Pemkab Banjarnegara Terima Penghargaan Aksi Konvergensi Penurunan Stunting

TIMESINDONESIA, BANJARNEGARA – Pejabat (Pj) Sekretaris Daerah Provinsi Jawa Tengah, Prasetyo Aribowo, menyerahkan penghargaan pelaksanaan 8 aksi konvergensi penurunan stunting terintegrasi kabupaten/kota tahun 2020 untuk kategori Kabupaten/Kota Perintis kepada Pemkab Banjarnegara, Selasa (15/12/2020).

Penghargaan secara simbolis diterima Wakil Bupati Banjarnegara, H Syamsudin di Ruang Rapat Lt.VI Bappeda Provinsi Jawa Tengah.

Informasi yang diperoleh TIMES Indonesia, Kabupaten Banjarnegara menempati peringkat kedua dari 19 kabupaten/kota dalam kategori perintis. Sementara peringkat pertama diraih oleh Kota Pekalongan

Pada kesempatan yang sama, juga diserahkan penghargaan kepada kabupaten/kota untuk kategori Kabupaten Prioritas Nasional 2019 dan Kabupaten Prioritas Nasional 2020.

Wakil Bupati Banjarnegara, Syamsudin mengucapkan rasa syukur Alhamdulillah dan terima kasih pada semua pihak yang telah ikut serta dalam pelaksanaan 8 aksi konvergensi penurunan stunting di Kabupaten Banjarnegara.

Menurut Syamsudin, penghargaan ini akan memotivasi peran lintas sektor untuk semakin peka menangkap keinginan dan aspirasi masyarakat agar peningkatan kesehatan di Banjarnegara benar-benar terwujud.

Di samping itu, diperlukan edukasi terus menerus kepada masyarakat akan pentingnya gizi seimbang. Hal ini harus dilakukan agar masyarakat sadar bahwa kesehatan merupakan kebutuhan utama.
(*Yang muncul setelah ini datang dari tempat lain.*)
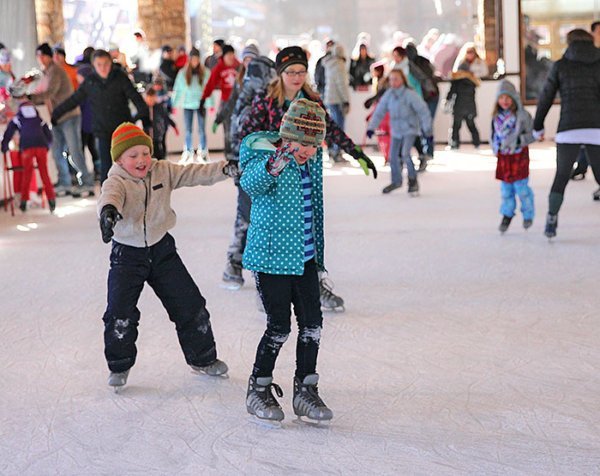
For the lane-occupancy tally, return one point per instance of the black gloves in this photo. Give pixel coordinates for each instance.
(109, 216)
(232, 169)
(364, 161)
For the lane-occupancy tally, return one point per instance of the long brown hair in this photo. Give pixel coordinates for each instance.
(190, 71)
(276, 91)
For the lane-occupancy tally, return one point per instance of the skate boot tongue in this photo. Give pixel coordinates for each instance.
(311, 379)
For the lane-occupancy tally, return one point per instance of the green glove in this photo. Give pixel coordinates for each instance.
(364, 161)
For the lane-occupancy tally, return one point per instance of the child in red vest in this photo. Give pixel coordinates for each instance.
(35, 138)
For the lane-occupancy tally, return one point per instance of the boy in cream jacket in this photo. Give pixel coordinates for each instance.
(135, 212)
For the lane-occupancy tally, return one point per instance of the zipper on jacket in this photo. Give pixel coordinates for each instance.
(145, 213)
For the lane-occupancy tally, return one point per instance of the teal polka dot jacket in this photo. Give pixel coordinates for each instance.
(275, 242)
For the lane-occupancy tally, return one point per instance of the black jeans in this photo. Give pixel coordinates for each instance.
(162, 268)
(87, 139)
(103, 148)
(457, 122)
(278, 293)
(566, 155)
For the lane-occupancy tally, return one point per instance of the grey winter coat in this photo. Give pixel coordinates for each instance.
(337, 90)
(146, 203)
(409, 114)
(522, 134)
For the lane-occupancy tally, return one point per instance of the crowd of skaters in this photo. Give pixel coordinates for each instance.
(275, 118)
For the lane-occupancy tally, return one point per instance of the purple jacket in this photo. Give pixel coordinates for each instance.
(32, 130)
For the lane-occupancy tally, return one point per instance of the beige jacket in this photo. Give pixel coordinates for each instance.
(146, 203)
(58, 89)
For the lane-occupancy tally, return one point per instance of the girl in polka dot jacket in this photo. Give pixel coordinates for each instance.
(283, 174)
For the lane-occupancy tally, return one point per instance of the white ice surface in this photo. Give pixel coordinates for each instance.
(461, 351)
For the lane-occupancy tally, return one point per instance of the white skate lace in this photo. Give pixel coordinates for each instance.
(269, 399)
(311, 396)
(327, 289)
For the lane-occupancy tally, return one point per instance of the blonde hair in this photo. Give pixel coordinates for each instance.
(276, 91)
(460, 58)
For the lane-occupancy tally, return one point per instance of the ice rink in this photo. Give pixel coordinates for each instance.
(461, 351)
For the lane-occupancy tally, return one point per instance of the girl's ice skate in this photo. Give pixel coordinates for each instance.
(118, 380)
(260, 401)
(413, 187)
(551, 224)
(307, 403)
(330, 301)
(217, 369)
(504, 224)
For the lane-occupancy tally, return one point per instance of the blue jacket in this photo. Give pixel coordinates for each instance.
(407, 111)
(276, 234)
(33, 132)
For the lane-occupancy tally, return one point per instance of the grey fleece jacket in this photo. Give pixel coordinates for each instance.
(146, 203)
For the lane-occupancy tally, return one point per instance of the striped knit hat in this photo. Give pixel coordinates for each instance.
(125, 136)
(304, 122)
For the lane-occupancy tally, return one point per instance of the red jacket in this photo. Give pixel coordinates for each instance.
(221, 77)
(513, 167)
“Dengan edukasi yang dilakukan secara terus menerus, masyarakat akan sadar dan memprioritaskan makanan bergizi untuk anak dan keluarganya. Harapannya stunting akibat gizi buruk dapat dicegah,” tandas Syamsudin

Wabup menambahkan, untuk memenuhi gizi seimbang sebenarnya dapat ditemui di lingkungan sekitar. “Sayur mayur, umbi-umbian dan berbagai macam buah dinilai bisa memenuhi asupan gizi yang dibutuhkan tubuh kita dan ini banyak di Kabupaten Banjarnegara,” kata H Syamsudin, Sekda Pemkab Banjarnegara. (*)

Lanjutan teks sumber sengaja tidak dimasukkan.